Friday, June 25, 2010

When toys are intrinsically valuable

One theme (of many) running through Toy Story 3, currently the top movie at the box office, is the conflict over "toy nature," so to speak -- the nature, purpose and value of the toy characters.

The toys' owner is all grown up and leaving for college, and they face an existential crisis. Without a child to play with them, what are they supposed to do? Are they unwanted? Will they be thrown out?

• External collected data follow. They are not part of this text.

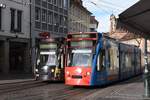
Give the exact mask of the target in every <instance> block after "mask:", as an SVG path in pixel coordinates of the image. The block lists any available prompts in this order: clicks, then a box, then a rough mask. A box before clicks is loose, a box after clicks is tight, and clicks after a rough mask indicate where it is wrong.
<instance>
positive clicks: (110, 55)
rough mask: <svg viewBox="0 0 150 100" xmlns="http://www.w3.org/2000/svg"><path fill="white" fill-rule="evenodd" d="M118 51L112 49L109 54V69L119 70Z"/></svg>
mask: <svg viewBox="0 0 150 100" xmlns="http://www.w3.org/2000/svg"><path fill="white" fill-rule="evenodd" d="M117 55H118V54H117V49H116V48H110V49H109V53H108V61H109V68H110V70H115V69H116V68H117V66H118V65H117V63H118V61H117V59H118V58H117Z"/></svg>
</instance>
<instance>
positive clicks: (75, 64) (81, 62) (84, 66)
mask: <svg viewBox="0 0 150 100" xmlns="http://www.w3.org/2000/svg"><path fill="white" fill-rule="evenodd" d="M91 56H92V51H91V50H86V49H80V50H72V54H71V62H70V65H71V66H80V67H90V66H91V58H92V57H91Z"/></svg>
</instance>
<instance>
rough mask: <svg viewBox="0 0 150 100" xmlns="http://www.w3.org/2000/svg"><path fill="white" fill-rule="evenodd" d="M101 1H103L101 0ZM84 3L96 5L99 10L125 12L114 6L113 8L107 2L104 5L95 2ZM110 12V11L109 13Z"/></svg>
mask: <svg viewBox="0 0 150 100" xmlns="http://www.w3.org/2000/svg"><path fill="white" fill-rule="evenodd" d="M100 1H101V0H100ZM84 2H89V3H92V4H94V5H95V6H97V7H98V8H100V9H104V8H105V9H108V10H109V12H121V11H123V9H119V8H117V7H116V6H114V7H113V5H112V4H111V3H110V4H111V5H112V6H110V4H107V3H106V2H105V4H104V3H95V2H94V1H93V0H84ZM107 12H108V11H107Z"/></svg>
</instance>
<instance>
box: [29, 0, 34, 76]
mask: <svg viewBox="0 0 150 100" xmlns="http://www.w3.org/2000/svg"><path fill="white" fill-rule="evenodd" d="M29 4H30V66H31V74H32V73H33V68H32V31H31V28H32V22H31V21H32V15H31V9H32V2H31V0H30V3H29Z"/></svg>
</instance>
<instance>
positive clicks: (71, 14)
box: [68, 0, 91, 32]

The film's chief villain, Lotso, is a toy whose owner replaced him and who, in his despair, came to hold the view that toys are "mere plastic," trash, garbage -- things to be used and then thrown away. It's this nihilistic view that explains and justifies Lotso's tyrannical system of government, in which the powerful toys rule the weak and the rights of the individual are not respected.

The question the film must answer is whether each toy is valuable for its own sake, as an end and not merely a means to something else. And the answer is that every toy, regardless of usefulness or "newness" or brokenness, is special. That's the message Toy Story 3 ultimately affirms.

We're debating the same question in America today -- only about human beings, not fictional toys. And it plays out in the controversies over abortion, euthanasia and embryo-destructive research. Is every human being -- regardless of age, level of development, ability, "wantedness" and perceived "quality of life" -- valuable, a person who ought to be treated as such?